The 150mg prefilled Takhzyro syringes are indicated to be used in HAE patients aged two years and older who weigh less than 40kg to prevent angioedema attacks, as per the 17 November press release.
The label expansion builds on the previous approval of Takhzyro for routine prevention of recurrent HAE attacks in patients aged 12 years and older. In February, the US Food and Drug Administration (FDA) approved the drug in patients aged 2-12 years for the same indication.
HAE is a rare inherited disorder caused by low levels of complement component C1 esterase inhibitors, which regulate various body functions, including the flow of body fluids. It is characterised by recurrent episodes of fluid accumulation outside of blood vessels (angioedema), thereby, blocking normal blood and lymphatic fluid flow and causing rapid swelling of tissues in the various parts of the body.
As per the US National Organization for Rare Disorders (NORD), approximately one in 50,000-150,000 individuals have HAE. Takhzyro is the only approved prophylactic treatment for preventing HAE attacks in patients aged two-12 years. The drug is administered as a subcutaneous therapy every 15 days.
Takhzyro is a monoclonal antibody that selectively binds to plasma kallikrein, which is involved in classical and alternative complement pathways, thereby, decreasing its plasma concentration and preventing an angioedema attack. The drug is forecasted to generate $1.85bn in global sales in 2029, as per GlobalData analysis.
GlobalData is the parent company of Pharmaceutical Technology.

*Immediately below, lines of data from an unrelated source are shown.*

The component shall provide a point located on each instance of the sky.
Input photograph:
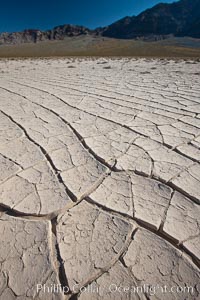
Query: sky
(17, 15)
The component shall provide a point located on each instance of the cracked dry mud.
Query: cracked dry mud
(99, 178)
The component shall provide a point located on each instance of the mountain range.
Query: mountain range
(180, 19)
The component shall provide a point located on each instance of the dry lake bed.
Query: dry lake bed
(99, 179)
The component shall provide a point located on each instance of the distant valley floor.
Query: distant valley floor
(101, 46)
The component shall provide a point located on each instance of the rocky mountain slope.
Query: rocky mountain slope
(180, 18)
(35, 35)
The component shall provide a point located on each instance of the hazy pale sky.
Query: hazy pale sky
(16, 15)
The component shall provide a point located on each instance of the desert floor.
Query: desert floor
(99, 179)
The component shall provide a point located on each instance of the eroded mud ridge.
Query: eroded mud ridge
(99, 179)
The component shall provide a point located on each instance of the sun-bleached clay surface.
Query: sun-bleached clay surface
(99, 179)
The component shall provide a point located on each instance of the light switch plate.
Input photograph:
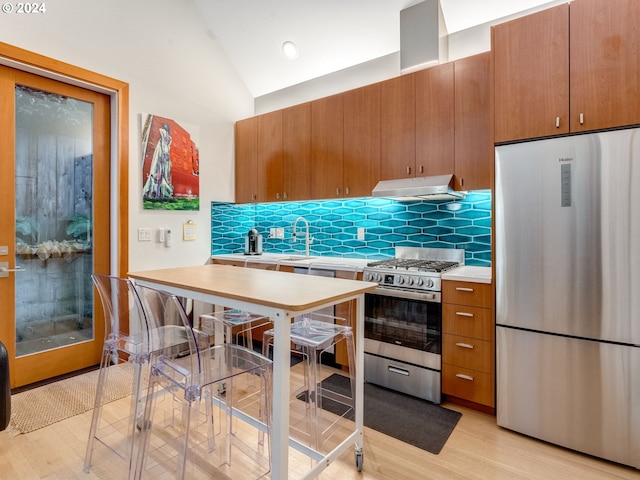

The European approval was based on the results from the open-label Phase III clinical trial (NCT04070326) that enrolled 21 participants aged two-12 years with HAE. Takhzyro reduced the rate of HAE attacks by 94.8% compared to baseline, with a drop from 1.84 attacks per month to 0.08 attacks during treatment, as per a 30 June 2022 press release.
During the 52 weeks, 76.2% of the participants were attack-free with an average of 99.5% attack-free days. No deaths or serious treatment-emergent adverse events (TEAEs) were reported during the clinical trial.
Other drugs currently in development as a prophylactic treatment for HAE include Astria Therapeutics’ STAR-0215. The monoclonal antibody plasma kallikrein inhibitor is in a Phase Ib/II trial (NCT05695248). The drug received a fast track designation from the US FDA.